Refreshments and sandwiches from 18:00.
My adventure with source code management
Or, How I learned to stop worrying and love the merge
This is the story of how my colleagues and I revised our approach to managing source code for a large software product; we make 1-3 major product releases each year, so that most of the time we have 6-10 supported versions of the product, each separated by several thousand person-days of development effort. Our customers prefer not to upgrade too often, generally only every 2-3 years, so although we try to avoid it, we often have to retrofit new features (legislative changes) into older releases.
I’ll present the approach that we devised in an attempt to streamline the flow of changes between releases, how we tried to address the problems caused by refactoring or technology changes between them. I’ll explain how we tried to introduce a development model that would better support incremental enhancements (Continuous Delivery) and ease a number of other bottlenecks in our organisation, and how we found ourselves advocating Feature Branches just as industry best practice seems to be discouraging them.
To be honest, we’re still learning - a more accurate subtitle should be “how we hoped to stop worrying and tried to love the merge”. We devised a new way to draw branching diagrams, changed our policy for retrofits, and tried a new model, and it hasn’t worked… yet…
It is a case study that embraces topics like
- How to choose the best SCM tool for your organisation (SVN vs Git)?
- Feature branches vs. continuous integration
- Clean vs. “dirty” code lines
- A deeper understanding of continuous integration/continuous delivery (or do we all mean the same thing?)
- Where should you apply your automated regression tests?
We have been on a quest for best practice - we’re asking big questions, so is it really all that surprising to find that one-size-fits-all answers are a bit thin on the ground.

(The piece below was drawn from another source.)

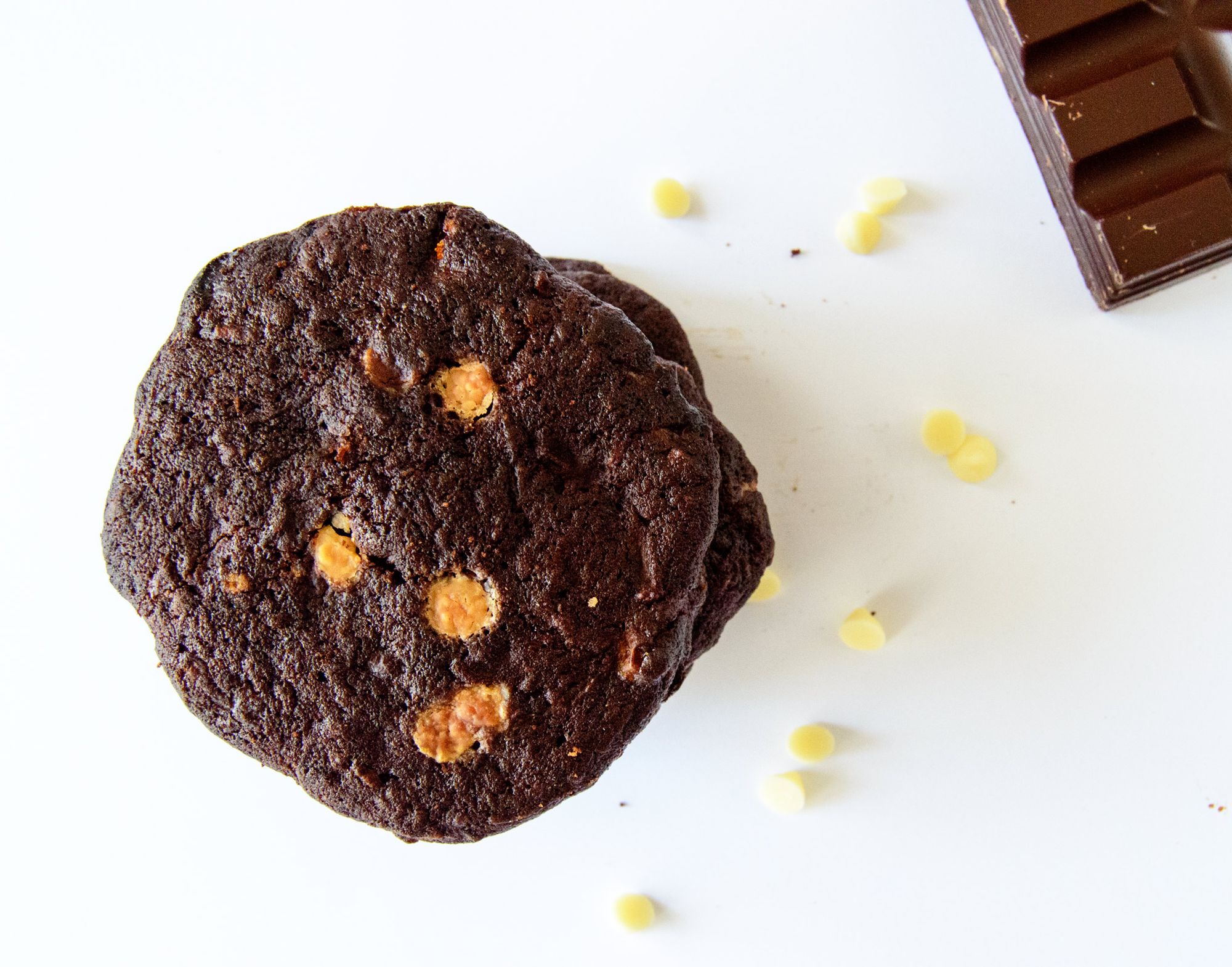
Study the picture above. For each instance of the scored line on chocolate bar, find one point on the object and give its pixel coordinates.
(1129, 108)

Graeme Macfarlane has spent 30 years in software development, a journey that began in research then moved into industrial process control, and then into publishing business information on CDs, and then online during the “dot com” boom. For the last 11 years he was worked for aquilaheywood, market-leader in life and pensions administration systems, in a variety of technical management roles. In his current role as Group Chief Architect he has responsibility for technical product strategy and takes a particular interest in the software process, enterprise architecture, systems integration, test automation, performance test and assurance.